1864 — 150 years ago: A fine lumber mill is on the course of erection at Andalusia. A flouring mill at that location is doing a fine business.
1889 — 125 years ago: J.B. Lidders, past captain of Beardsley Camp, Sons of Veterans, returned from Paterson, N.Y., where he attended the National Sons of Veterans encampments.
1914 — 100 years ago: President Wilson announced that he had received from the imperial chancellor of Germany a noncommittal reply to his inquiry into a report that the emperor was willing to discuss terms of peace.
1939 — 75 years ago: Delegates at the Illinois Conference of the Methodist Church in Springfield voted to raise the minimum pay of ministers so that every pastor would get at least $1,000 annually.

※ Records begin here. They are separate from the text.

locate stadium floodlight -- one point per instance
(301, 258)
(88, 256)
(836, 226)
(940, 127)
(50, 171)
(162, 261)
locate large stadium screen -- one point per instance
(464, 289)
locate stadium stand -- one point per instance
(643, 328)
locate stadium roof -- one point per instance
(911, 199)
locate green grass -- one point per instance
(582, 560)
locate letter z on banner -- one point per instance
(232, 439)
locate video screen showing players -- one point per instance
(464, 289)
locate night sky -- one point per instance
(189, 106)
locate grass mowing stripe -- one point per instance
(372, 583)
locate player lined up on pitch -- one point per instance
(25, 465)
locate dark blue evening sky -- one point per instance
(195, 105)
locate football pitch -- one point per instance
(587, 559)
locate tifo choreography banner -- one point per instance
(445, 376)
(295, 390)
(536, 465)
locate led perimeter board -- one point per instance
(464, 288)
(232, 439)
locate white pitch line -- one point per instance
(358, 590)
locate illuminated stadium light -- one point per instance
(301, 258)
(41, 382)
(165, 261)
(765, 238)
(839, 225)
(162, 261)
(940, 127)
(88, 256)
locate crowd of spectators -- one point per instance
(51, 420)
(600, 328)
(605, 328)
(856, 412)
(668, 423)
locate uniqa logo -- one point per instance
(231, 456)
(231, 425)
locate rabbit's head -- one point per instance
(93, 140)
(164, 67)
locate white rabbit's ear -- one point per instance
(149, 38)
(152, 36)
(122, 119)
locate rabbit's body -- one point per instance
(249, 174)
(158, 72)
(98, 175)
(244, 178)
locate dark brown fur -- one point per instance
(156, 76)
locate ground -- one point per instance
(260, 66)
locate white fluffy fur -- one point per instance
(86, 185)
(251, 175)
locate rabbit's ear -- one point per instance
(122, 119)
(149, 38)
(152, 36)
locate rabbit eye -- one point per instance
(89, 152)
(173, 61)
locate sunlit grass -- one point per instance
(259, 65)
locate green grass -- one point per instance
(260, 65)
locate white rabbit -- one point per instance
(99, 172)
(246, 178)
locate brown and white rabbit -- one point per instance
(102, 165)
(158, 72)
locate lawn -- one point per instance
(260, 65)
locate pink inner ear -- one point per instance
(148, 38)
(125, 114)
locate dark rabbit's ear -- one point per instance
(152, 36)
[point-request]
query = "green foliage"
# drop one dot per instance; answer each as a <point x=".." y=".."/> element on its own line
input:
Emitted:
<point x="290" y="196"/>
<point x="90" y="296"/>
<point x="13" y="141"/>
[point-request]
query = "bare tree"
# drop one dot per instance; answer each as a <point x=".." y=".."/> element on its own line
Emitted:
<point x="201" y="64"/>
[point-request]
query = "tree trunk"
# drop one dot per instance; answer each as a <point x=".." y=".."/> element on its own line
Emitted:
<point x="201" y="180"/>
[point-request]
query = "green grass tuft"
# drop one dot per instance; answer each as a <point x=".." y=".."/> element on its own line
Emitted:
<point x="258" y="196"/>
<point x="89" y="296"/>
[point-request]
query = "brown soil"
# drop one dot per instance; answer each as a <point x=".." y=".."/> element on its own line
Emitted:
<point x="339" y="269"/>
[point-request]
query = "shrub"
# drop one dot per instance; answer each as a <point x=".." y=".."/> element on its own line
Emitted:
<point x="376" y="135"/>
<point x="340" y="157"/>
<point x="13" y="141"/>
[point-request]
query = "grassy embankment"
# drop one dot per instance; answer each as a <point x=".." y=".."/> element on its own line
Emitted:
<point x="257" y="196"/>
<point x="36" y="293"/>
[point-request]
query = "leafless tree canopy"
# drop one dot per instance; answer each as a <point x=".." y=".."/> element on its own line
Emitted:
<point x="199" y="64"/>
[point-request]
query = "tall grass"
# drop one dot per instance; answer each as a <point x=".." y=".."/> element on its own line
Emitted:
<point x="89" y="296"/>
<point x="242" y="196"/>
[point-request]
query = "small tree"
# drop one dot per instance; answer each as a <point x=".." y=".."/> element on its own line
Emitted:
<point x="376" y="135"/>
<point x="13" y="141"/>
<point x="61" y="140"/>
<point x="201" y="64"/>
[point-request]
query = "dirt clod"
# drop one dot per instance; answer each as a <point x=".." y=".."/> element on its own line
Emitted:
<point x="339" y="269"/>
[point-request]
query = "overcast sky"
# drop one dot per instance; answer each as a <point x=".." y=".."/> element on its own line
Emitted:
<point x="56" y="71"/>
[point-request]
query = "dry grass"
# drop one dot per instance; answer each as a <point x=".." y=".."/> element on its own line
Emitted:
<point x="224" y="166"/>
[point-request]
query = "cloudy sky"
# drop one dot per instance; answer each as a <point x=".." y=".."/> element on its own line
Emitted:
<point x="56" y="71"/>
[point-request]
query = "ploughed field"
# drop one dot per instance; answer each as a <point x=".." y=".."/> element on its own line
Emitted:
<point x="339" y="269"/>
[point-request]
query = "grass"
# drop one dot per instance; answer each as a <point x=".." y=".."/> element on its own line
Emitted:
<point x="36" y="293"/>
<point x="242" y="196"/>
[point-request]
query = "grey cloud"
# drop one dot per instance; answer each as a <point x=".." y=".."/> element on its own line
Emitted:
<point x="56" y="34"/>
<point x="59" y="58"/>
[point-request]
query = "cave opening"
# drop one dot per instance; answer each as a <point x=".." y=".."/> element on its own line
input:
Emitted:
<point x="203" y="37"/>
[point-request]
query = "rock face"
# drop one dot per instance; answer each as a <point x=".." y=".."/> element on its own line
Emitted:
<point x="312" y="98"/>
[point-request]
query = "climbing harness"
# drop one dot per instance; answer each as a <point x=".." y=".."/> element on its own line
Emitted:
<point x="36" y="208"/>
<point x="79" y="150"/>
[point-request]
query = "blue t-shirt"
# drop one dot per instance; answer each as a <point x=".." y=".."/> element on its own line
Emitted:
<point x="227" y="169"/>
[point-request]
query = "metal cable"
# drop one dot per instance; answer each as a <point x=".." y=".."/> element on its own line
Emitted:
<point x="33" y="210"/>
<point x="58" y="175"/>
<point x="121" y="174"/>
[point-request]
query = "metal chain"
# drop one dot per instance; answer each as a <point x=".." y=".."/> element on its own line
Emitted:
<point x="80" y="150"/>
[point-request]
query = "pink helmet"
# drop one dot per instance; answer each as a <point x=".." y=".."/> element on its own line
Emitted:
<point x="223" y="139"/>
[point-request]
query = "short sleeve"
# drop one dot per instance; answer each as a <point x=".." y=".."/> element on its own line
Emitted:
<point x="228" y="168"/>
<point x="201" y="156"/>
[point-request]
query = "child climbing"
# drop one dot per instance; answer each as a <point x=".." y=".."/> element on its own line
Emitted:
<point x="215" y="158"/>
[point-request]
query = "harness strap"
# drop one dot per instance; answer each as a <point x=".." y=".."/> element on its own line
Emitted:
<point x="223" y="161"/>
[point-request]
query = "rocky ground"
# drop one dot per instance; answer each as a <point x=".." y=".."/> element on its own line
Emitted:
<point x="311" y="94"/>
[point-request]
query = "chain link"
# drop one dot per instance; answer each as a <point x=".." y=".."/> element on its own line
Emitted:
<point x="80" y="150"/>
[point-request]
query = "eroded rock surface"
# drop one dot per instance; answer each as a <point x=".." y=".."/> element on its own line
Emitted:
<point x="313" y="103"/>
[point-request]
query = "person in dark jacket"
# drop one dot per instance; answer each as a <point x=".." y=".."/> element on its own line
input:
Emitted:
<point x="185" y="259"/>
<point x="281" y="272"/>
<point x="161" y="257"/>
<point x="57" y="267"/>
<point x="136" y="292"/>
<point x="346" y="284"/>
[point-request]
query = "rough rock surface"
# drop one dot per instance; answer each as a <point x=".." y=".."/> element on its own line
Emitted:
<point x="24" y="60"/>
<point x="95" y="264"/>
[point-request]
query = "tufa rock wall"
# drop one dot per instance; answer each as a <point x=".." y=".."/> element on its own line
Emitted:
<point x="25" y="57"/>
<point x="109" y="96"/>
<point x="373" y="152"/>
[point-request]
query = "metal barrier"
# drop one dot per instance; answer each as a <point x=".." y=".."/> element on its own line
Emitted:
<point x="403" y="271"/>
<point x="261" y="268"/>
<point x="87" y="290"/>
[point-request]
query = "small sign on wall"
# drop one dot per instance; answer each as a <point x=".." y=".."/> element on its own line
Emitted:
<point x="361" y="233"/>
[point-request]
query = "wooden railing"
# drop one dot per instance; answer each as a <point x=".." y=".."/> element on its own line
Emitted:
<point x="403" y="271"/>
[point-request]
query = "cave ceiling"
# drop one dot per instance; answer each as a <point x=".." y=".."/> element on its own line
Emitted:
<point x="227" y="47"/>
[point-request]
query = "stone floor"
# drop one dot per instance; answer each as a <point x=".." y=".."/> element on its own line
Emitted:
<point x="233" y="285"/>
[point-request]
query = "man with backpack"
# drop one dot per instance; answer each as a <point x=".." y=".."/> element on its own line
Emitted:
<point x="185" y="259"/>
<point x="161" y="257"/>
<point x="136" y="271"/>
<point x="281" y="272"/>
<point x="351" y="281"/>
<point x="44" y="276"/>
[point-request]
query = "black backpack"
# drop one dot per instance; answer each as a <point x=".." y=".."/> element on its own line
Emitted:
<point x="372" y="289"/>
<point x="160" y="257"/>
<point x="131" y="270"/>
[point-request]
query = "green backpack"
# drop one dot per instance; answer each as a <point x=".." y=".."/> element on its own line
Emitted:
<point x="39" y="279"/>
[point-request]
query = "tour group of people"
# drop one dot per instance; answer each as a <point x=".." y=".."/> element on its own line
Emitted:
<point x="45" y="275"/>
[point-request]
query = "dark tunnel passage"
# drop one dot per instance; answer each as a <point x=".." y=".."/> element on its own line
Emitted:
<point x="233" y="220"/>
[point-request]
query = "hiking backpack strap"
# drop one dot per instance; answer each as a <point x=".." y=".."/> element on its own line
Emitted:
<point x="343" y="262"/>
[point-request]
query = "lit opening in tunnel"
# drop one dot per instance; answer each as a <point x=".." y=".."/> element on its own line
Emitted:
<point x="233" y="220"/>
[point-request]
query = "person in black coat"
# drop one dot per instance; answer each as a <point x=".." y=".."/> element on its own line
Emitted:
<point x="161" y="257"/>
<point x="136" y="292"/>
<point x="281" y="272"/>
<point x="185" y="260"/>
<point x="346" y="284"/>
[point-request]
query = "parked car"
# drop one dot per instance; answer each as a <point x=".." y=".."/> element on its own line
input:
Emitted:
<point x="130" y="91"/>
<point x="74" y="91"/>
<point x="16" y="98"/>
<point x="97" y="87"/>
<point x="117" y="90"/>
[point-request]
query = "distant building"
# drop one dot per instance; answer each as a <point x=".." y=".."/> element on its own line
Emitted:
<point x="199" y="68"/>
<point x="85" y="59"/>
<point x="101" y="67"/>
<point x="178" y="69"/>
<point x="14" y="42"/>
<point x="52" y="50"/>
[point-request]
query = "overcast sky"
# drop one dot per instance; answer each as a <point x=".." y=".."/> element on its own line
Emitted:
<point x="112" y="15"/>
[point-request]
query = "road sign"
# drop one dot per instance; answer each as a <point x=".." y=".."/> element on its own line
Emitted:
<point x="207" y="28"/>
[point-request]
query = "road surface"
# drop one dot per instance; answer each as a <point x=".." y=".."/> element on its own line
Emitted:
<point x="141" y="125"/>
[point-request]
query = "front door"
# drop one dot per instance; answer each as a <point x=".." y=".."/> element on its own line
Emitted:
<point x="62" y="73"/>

1964 — 50 years ago: An audience of more than 2,600 persons jammed into the Davenport RKO Orpheum theater with a shoe horn feasted on a Miller-Diller evening that was a killer night. Phyllis Diller sent the audience with her offbeat humor. And send them she did! It was Miss Diller's third appearance in the Quad-Cities area.
1989 — 25 years ago: A few years ago, a vacant lot on 7th Avenue and 14th Street in Rock Island was a community nuisance. Weeds grew as high 18 inches. Today, the lot has a new face, thanks to Michael and Sheila Rind and other neighbors who helped them turn it into a park three weeks ago.